Reviewer: Dale Worley
Review result: Ready with Nits
I am the assigned Gen-ART reviewer for this draft. The General Area
Review Team (Gen-ART) reviews all IETF documents being processed
by the IESG for the IETF Chair. Please treat these comments just
like any other last call comments.
For more information, please see the FAQ at
<
http://wiki.tools.ietf.org/area/gen/trac/wiki/GenArtfaq>.
Document: draft-ietf-slim-negotiating-human-language-06
Reviewer: Dale R. Worley
Review Date: 2017-02-17
IETF LC End Date: 2017-02-20
IESG Telechat date: [unknown]
Summary:
This draft is basically ready for publication, but has nits
that should be fixed before publication.
* Technical comments
A. Call failure
If a call fails due to no available language match, in what way(s)
does it fail? Section 5.3 says
If such an offer is received, the receiver MAY
reject the media, ignore the language specified, or attempt to
interpret the intent
But I suspect it's also allowed for the UAS to fail the call at the
SIP level. Whether or not that is allowed (or at least envisioned)
should be described. And what response code(s)/warn-code(s) should
be
used for that?
B. Audio/Video coordination
5.2. New 'humintlang-send' and 'humintlang-recv' attributes
Note that while signed language tags are used with a video stream
to
indicate sign language, a spoken language tag for a video stream
in
parallel with an audio stream with the same spoken language tag
indicates a request for a supplemental video stream to see the
speaker.
And there's a similar paragraph in 5.4:
A spoken language tag for a video stream in conjunction with an
audio
stream with the same language might indicate a request for
supplemental video to see the speaker.
I think this mechanism needs to be described more exactly, and in
particular, it should not depend on the UA understanding which
language tags are spoken language tags. It seems to me that a
workable rule is that there is an audio stream and a video stream and
they specify exactly the same language tag in their respective
humintlang attributes. In that case, it is a request for a spoken
language with simultaneous video of the speaker, and those requests
should be considered satisfied only if both streams can be
established.
* The following three items are adjustments to the design which I'd
like to know have been considered.
C. "humintlang" seems long to me
Given the excessive length of SDP in practice, it seems to me that a
shorter attribute name would be desirable. E.g., "humlang" as was
used in some previous versions. Or is there a coordinated usage with
other names in the "hum*lang" pattern?
D. Use the Accept-Language syntax
It seems to me that it would better to use the Accept-Language syntax
for the attribute values. This allows (1) specifiying the quality of
language experience, allowing clear description of bilingualism, (2)
a
unified method of specifying whether or not arbitrary languages are
acceptable, and (3) abbreviating SDP descriptions.

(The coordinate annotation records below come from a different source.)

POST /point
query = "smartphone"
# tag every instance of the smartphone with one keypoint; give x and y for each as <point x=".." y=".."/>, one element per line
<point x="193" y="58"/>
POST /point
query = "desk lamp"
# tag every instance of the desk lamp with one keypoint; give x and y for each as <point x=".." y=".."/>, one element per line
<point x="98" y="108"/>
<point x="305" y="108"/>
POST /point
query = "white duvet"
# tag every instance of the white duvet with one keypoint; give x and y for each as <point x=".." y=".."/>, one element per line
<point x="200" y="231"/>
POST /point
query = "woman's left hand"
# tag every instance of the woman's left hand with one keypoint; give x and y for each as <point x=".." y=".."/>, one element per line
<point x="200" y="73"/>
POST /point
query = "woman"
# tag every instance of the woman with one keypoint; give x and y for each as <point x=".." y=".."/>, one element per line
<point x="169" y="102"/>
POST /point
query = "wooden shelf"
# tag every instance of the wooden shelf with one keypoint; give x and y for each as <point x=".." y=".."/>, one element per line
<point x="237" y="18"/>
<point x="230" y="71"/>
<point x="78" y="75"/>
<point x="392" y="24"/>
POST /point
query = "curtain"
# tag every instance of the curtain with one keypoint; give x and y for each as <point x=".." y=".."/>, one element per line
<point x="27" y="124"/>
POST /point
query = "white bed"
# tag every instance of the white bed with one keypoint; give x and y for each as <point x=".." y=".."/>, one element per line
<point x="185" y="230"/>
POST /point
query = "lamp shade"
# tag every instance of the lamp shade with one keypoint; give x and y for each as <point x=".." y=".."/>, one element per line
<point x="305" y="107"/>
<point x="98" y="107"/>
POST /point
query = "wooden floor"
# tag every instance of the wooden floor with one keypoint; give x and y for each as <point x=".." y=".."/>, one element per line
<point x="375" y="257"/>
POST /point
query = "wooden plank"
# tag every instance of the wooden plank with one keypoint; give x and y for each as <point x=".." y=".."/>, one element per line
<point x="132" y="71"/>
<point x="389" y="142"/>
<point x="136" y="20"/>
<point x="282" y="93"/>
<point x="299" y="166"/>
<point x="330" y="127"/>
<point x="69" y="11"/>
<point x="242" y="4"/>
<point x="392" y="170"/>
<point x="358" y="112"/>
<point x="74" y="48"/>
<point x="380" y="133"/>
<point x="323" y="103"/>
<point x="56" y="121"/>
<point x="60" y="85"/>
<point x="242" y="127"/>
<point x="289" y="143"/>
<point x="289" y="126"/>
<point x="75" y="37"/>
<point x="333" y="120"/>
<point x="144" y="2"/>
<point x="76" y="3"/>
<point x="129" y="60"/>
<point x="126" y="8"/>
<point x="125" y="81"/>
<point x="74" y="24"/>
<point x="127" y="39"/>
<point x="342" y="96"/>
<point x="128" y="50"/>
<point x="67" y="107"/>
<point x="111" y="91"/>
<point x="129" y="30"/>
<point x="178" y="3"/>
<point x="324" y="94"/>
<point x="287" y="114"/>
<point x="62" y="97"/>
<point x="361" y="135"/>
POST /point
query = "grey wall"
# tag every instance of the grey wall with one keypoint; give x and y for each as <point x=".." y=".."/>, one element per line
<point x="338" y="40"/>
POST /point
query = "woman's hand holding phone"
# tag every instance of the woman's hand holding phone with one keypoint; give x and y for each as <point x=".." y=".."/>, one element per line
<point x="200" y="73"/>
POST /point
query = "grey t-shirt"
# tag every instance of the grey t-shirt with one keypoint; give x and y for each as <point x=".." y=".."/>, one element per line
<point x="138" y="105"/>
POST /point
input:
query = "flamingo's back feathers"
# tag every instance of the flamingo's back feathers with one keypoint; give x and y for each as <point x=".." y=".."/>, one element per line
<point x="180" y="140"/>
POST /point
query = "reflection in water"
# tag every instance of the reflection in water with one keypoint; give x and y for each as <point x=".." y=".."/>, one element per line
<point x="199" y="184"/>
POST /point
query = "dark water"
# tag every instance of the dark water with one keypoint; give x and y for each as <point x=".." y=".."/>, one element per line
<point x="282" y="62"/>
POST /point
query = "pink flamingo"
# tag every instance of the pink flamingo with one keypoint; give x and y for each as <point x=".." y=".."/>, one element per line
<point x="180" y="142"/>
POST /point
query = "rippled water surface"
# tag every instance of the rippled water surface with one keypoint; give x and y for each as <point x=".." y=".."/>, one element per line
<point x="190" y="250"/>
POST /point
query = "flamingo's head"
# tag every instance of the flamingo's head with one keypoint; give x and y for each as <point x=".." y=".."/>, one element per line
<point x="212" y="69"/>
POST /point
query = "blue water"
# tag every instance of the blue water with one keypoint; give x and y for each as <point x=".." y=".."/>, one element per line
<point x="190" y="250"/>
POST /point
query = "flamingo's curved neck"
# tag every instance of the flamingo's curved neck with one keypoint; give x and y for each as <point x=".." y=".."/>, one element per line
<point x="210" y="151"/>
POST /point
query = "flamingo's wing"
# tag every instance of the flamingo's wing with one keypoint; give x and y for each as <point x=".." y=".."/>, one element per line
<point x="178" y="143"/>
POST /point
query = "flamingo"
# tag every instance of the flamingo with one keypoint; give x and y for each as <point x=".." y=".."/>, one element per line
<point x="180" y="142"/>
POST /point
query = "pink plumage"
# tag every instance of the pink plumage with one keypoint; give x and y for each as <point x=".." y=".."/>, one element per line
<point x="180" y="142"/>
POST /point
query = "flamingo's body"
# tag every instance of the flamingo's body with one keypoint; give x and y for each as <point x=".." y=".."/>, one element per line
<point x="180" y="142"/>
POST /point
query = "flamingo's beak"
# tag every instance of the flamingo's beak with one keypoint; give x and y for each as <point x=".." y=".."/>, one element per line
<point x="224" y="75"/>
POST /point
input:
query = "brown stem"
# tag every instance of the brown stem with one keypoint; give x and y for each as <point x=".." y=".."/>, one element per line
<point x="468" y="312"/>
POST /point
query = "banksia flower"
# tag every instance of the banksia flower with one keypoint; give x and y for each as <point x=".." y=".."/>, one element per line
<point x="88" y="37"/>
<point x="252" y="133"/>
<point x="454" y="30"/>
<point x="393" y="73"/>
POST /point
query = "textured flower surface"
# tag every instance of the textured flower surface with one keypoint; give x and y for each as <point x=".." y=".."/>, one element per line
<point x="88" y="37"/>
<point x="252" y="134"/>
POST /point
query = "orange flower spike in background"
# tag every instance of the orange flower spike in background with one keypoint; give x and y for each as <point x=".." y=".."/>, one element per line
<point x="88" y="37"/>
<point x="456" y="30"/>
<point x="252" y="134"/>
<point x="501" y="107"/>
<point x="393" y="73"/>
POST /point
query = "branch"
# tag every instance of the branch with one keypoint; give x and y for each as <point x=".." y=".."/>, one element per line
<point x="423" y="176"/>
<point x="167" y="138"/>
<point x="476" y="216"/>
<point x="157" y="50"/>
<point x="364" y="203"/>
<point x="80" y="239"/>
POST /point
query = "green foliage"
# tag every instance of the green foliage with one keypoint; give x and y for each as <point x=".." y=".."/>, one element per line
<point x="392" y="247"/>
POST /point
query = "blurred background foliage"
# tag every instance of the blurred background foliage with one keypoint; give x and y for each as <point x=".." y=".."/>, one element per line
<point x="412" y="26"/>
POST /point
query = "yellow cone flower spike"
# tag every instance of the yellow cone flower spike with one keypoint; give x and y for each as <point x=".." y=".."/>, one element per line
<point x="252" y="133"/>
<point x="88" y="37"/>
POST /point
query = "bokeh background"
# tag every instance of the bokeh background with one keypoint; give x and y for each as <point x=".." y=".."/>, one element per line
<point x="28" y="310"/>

In a way, the fact that the current proposal seems to require (but
does not directly specify) the coordinated absence/presence of an
asterisk on all of the repetitions of humintlang-send or
humintlang-recv is a warning that the syntax doesn't represent the
semantics as well as it might.
E. Have an attribute to abbreviate the bidirectionally-symmetric case
Note that all examples are bidirectionally symmetric, and the text
says that requests and responses SHOULD be bidirectionally symmetric.
So it would be a very useful abbreviation to define
"humintlang=<value>" to be equivalent to the combination of
"humintlang-send=<value>" and "humintlang-recv=<value>".
Combining proposals C, D, and E, the examples become
m=audio 49170 RTP/AVP 0
a=humlang:en
m=video 51372 RTP/AVP 31 32
a=humlang:ase,*;q=0.1
m=audio 49250 RTP/AVP 20
a=humlang:es,eu;q=0.9,en;q=0.8,*;q=0.1
m=text 45020 RTP/AVP 103 104
a=humlang:gr
which requires about half as many characters as they have now.
* Editorial comments and nits
Abstract
This document describes the need and a solution using new SDP
stream
attributes.
I don't think the term "stream attribute" is used in RFC 4566.
Instead, it uses "media attribute".
1. Introduction
caller and callee know each other or there is contextual or out of
band information from which the language(s) and media modalities
can
I think this context, it's preferred to hyphenate "out-of-band" to
make it clearly be an adjective.
This approach has a number of benefits, including that it is
generic
(applies to all interactive communications negotiated using SDP)
and
not limited to emergency calls.
I think s/and not limited to/and is not limited to/ reads more
smoothly.
But it is clearly useful in many other cases. For
example, someone calling a company call center or a Public Safety
Answering Point (PSAP) should be able to indicate if one or more
specific signed, written, and/or spoken languages are preferred,
the
callee should be able to indicate its capabilities in this area,
and
the call proceed using in-common language(s) and media forms.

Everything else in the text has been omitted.